Pedro Calado e a sombra do poder


Sinais de uma nostalgia política?

A recente aparição de Pedro Calado na despedida interna de Cristina Pedra, nos Paços do Concelho, reacendeu o debate sobre a sua influência nos bastidores da política madeirense. O episódio, realizado à porta fechada e sem jornalistas, foi justificado como um gesto de cortesia. Mas, num contexto marcado por processos judiciais e suspeitas de corrupção, não deixa de levantar questões sobre transparência e sinais políticos.

Mais grave ainda é a dimensão ética: submeter os trabalhadores da autarquia a um discurso de um presidente cessante, que renunciou ao cargo por força de uma investigação judicial, é um gesto que ultrapassa a mera formalidade. Num serviço público que deve primar pela neutralidade e pela confiança institucional, este tipo de intervenção pode ser interpretado como pressão simbólica ou tentativa de reafirmação de influência.

Calado, que renunciou à presidência da Câmara do Funchal após ter sido detido no âmbito da megaoperação que abalou a governação regional, afirmou publicamente que se afastaria da vida política. Contudo, meses depois, foi apresentado por Miguel Albuquerque como coordenador da campanha do PSD no Funchal, um movimento que surpreendeu até militantes do partido e que muitos interpretaram como um pacto de sobrevivência política.
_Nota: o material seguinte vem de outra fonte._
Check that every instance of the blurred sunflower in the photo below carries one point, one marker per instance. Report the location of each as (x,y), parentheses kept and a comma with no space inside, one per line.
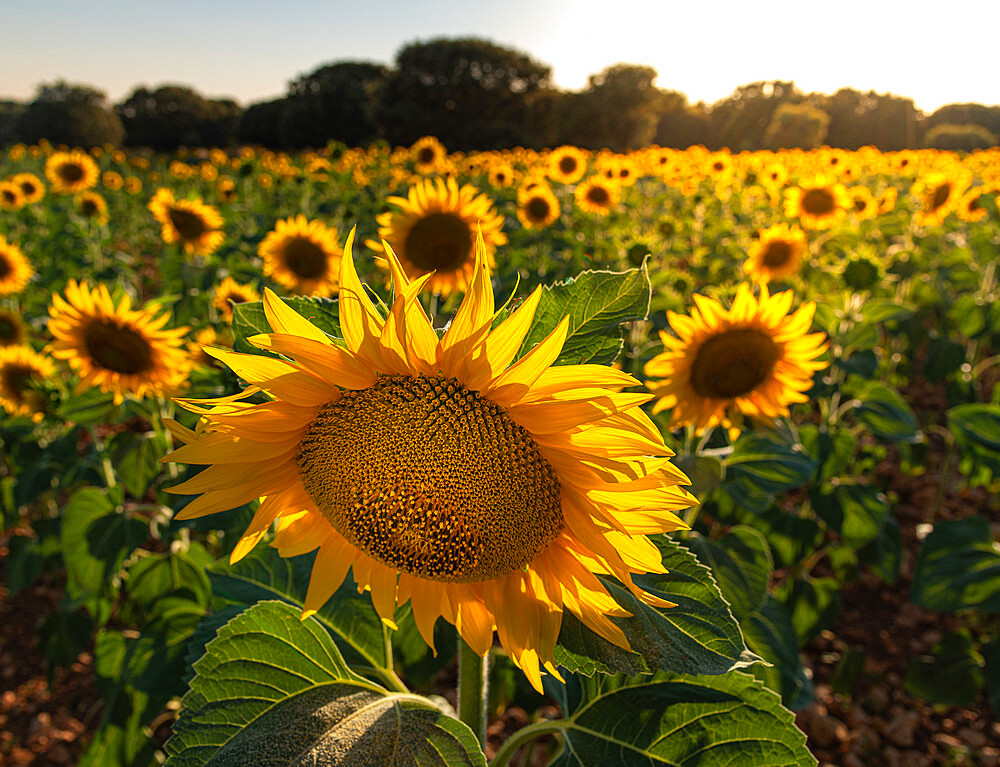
(190,223)
(537,208)
(117,348)
(31,187)
(12,330)
(91,205)
(428,155)
(15,270)
(11,196)
(567,164)
(776,254)
(71,172)
(433,230)
(754,359)
(937,194)
(229,293)
(818,204)
(302,255)
(22,373)
(597,195)
(487,493)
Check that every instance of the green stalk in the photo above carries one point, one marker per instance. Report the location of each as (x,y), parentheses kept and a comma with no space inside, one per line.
(473,689)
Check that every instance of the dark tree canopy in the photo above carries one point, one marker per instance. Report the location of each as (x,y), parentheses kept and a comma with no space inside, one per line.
(470,93)
(176,115)
(75,115)
(333,103)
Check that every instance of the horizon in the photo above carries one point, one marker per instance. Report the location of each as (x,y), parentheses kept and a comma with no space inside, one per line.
(98,45)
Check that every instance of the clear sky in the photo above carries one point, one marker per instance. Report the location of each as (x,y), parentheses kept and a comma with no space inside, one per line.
(935,53)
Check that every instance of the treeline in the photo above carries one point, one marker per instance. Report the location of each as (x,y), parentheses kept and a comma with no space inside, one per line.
(474,94)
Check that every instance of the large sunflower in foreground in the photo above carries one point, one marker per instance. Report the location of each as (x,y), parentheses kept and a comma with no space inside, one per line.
(776,254)
(433,231)
(71,172)
(754,359)
(22,372)
(818,204)
(302,255)
(190,223)
(115,347)
(15,270)
(482,490)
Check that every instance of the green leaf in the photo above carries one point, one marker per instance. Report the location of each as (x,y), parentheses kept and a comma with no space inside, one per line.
(886,413)
(741,563)
(695,721)
(814,604)
(136,458)
(951,675)
(699,635)
(759,466)
(769,633)
(855,512)
(958,568)
(349,616)
(272,689)
(96,539)
(249,319)
(596,303)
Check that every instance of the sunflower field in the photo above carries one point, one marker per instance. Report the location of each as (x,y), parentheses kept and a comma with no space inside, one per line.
(373,456)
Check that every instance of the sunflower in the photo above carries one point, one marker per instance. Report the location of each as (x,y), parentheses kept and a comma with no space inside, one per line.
(229,293)
(567,164)
(488,493)
(191,223)
(11,196)
(12,330)
(428,155)
(754,359)
(818,204)
(597,195)
(92,205)
(302,255)
(15,271)
(31,187)
(537,208)
(22,371)
(434,228)
(115,347)
(71,172)
(938,194)
(777,253)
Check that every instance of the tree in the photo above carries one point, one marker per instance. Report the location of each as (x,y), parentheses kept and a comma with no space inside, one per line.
(176,115)
(960,138)
(260,123)
(470,93)
(796,125)
(333,103)
(76,115)
(619,109)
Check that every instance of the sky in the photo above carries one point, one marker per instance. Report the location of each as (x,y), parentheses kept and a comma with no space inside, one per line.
(250,49)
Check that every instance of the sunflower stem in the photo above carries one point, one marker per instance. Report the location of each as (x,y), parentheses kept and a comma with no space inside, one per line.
(473,689)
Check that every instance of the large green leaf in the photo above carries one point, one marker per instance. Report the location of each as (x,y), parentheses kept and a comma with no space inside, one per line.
(741,563)
(349,616)
(759,466)
(596,303)
(697,636)
(769,633)
(96,539)
(249,319)
(958,568)
(694,721)
(886,413)
(273,689)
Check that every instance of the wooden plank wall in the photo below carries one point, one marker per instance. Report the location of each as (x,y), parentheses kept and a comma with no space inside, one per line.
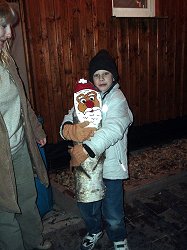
(151,53)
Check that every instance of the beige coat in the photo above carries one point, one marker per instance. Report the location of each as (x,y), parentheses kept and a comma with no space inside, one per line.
(33,132)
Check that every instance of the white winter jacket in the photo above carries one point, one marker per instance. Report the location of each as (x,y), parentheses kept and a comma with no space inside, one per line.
(112,137)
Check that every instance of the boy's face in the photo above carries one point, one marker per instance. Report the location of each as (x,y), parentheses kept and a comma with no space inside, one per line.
(102,79)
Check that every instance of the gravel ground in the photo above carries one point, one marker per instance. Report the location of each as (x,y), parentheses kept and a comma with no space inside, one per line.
(145,165)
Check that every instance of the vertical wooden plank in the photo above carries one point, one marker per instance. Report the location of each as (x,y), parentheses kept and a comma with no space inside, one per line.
(162,73)
(143,52)
(134,68)
(152,97)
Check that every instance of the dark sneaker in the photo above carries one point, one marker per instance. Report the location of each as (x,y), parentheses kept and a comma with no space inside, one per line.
(45,245)
(90,240)
(121,245)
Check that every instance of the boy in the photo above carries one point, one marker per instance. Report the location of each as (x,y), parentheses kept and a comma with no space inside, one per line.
(111,138)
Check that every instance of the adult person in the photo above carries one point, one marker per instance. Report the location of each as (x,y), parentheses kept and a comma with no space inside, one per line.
(20,160)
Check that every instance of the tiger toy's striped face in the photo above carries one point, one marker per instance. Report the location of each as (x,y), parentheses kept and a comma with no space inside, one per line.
(88,102)
(88,106)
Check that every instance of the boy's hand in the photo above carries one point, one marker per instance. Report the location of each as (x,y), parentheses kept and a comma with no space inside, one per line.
(78,155)
(78,132)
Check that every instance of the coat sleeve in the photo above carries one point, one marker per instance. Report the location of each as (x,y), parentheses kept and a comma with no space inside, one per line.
(35,124)
(117,119)
(67,119)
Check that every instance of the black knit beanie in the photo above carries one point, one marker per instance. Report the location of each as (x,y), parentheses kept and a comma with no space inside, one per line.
(103,61)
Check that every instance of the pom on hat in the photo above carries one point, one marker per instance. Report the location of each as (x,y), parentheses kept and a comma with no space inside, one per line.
(83,84)
(103,61)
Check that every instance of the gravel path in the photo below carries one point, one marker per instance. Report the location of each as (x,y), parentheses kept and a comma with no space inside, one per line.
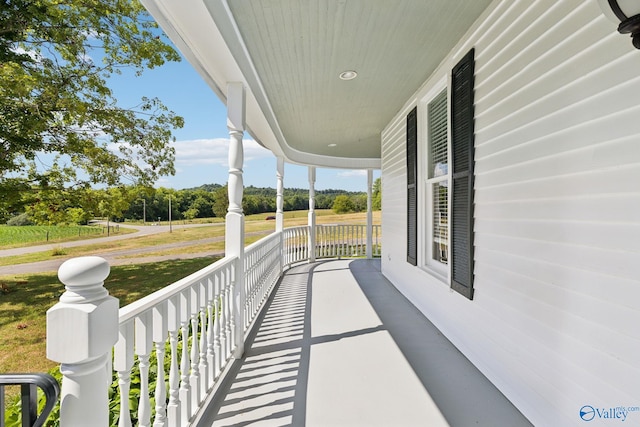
(118,257)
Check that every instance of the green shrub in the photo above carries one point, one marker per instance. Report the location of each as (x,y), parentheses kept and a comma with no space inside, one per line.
(22,219)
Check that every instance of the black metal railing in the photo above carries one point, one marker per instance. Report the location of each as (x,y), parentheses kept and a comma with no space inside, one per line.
(29,384)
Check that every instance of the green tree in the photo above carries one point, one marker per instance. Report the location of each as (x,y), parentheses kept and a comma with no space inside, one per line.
(343,204)
(55,61)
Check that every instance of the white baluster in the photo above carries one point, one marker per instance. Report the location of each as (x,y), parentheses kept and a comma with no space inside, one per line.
(210,347)
(173,325)
(160,331)
(230,313)
(223,316)
(217,346)
(194,380)
(143,347)
(185,387)
(122,364)
(81,331)
(204,365)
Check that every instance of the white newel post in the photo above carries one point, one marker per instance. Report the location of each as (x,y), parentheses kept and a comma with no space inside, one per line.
(234,233)
(280,195)
(369,214)
(81,331)
(312,214)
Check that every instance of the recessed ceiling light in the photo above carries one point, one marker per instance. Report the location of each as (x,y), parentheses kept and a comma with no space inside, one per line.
(348,75)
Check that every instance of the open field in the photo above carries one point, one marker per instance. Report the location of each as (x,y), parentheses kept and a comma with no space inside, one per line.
(254,224)
(27,235)
(24,300)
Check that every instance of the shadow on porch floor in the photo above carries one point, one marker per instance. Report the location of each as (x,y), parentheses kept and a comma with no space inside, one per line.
(338,345)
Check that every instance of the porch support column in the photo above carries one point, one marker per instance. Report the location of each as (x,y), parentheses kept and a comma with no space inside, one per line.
(369,214)
(234,231)
(312,214)
(82,329)
(280,195)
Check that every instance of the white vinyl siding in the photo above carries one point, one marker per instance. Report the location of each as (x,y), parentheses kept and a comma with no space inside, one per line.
(554,321)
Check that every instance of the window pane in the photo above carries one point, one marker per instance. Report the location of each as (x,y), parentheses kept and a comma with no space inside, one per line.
(438,138)
(440,221)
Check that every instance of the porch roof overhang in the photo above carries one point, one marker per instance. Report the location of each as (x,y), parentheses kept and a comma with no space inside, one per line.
(289,55)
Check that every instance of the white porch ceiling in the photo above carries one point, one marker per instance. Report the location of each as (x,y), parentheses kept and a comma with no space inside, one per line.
(289,54)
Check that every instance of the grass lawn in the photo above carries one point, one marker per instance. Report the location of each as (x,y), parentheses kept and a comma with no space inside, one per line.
(24,300)
(28,235)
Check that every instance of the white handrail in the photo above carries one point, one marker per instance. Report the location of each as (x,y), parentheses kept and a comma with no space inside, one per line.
(189,326)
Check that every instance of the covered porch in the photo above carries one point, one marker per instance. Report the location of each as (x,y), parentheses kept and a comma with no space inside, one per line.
(337,344)
(304,338)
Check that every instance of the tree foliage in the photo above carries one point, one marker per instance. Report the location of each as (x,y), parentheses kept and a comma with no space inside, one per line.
(56,57)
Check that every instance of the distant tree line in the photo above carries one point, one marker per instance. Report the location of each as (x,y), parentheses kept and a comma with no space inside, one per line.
(57,205)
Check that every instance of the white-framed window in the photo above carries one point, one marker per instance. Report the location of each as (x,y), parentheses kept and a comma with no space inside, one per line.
(436,184)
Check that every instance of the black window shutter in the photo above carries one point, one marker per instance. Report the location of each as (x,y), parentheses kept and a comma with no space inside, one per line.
(462,159)
(412,190)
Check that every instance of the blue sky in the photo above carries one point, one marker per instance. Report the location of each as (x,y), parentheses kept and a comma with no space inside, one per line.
(201,145)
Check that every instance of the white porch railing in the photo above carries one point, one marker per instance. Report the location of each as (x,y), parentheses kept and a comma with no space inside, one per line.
(332,241)
(183,335)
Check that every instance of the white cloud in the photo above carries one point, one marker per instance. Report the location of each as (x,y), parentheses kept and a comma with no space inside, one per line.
(214,151)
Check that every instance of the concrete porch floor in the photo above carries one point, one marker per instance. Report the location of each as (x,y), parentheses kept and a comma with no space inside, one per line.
(338,345)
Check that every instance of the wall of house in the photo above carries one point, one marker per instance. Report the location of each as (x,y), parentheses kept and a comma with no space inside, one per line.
(555,321)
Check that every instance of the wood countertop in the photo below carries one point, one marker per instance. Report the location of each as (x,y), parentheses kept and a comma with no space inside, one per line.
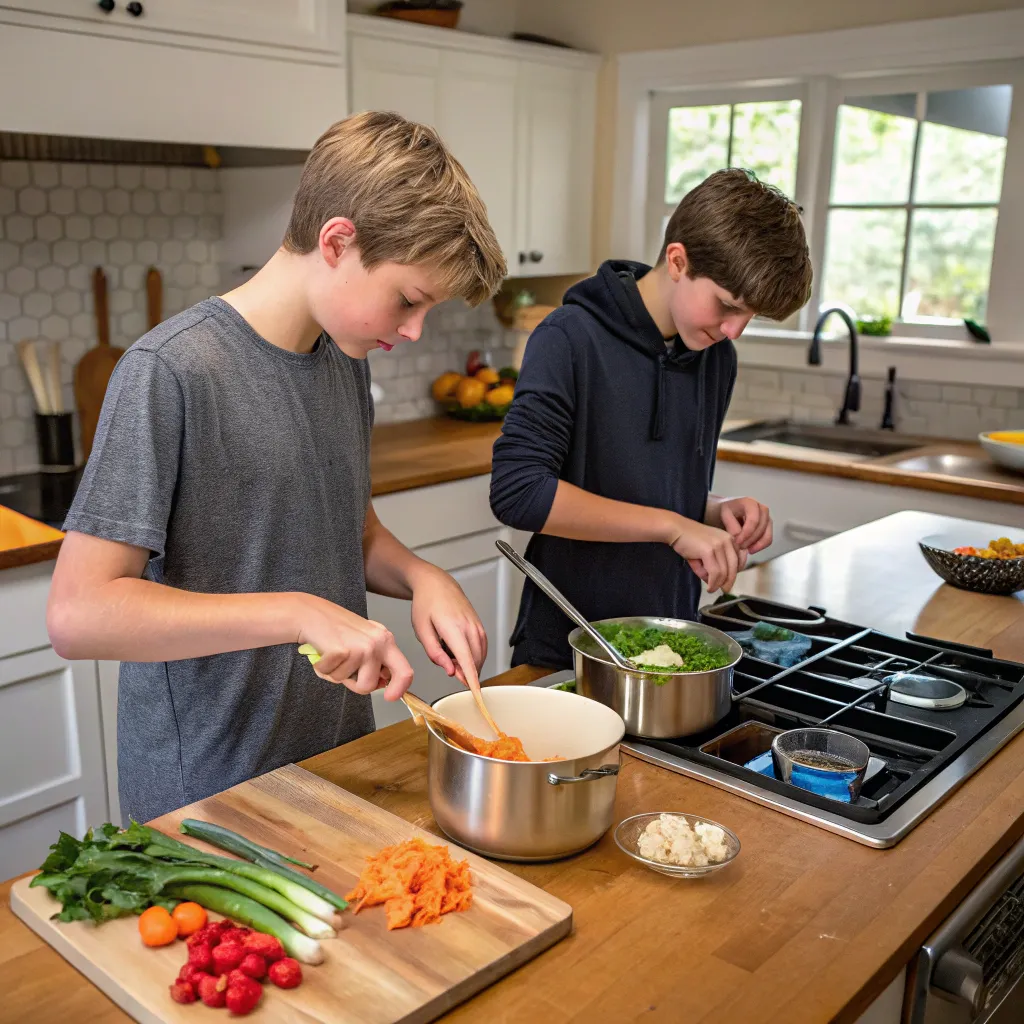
(805,927)
(24,541)
(423,453)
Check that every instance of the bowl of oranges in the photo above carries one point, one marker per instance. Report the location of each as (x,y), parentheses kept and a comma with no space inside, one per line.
(479,394)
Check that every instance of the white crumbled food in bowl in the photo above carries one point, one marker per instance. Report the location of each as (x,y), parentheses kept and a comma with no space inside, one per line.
(671,840)
(662,656)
Este regresso informal contrasta com a imagem que Calado cultivou durante anos: ralis, patrocínios, relógios de luxo e viagens que simbolizavam um estilo de vida opulento. Não é ilegítimo questionar se essa nostalgia pelo protagonismo político e social continua a influenciar os seus passos, mesmo quando insiste que não exerce cargos públicos.

Por outro lado, Cristina Pedra, que assumiu a presidência da Câmara após a renúncia de Calado, tem demonstrado lealdade ao ex-autarca, chegando a reafirmar publicamente a sua convicção na inocência do antigo líder. Essa postura, somada ao gesto de convidá-lo para um evento interno, alimenta especulações sobre futuras nomeações: será que veremos Cristina Pedra ascender a um cargo regional ou à liderança de um instituto público?

Este episódio é um exemplo clássico do fenómeno das portas giratórias. políticos que, mesmo afastados formalmente de funções, continuam a circular entre cargos e esferas de influência, mantendo intactas as redes de poder. Esta prática, ainda que legal, é eticamente questionável porque fragiliza a perceção de imparcialidade e reforça a ideia de que, na Madeira, o poder raramente se perde — apenas muda de forma.

Os cidadãos merecem respostas claras: Pedro Calado está, ou não, afastado da política? E até que ponto gestos como este reforçam a ideia de que a política regional continua refém de interesses pessoais e de uma cultura de portas giratórias.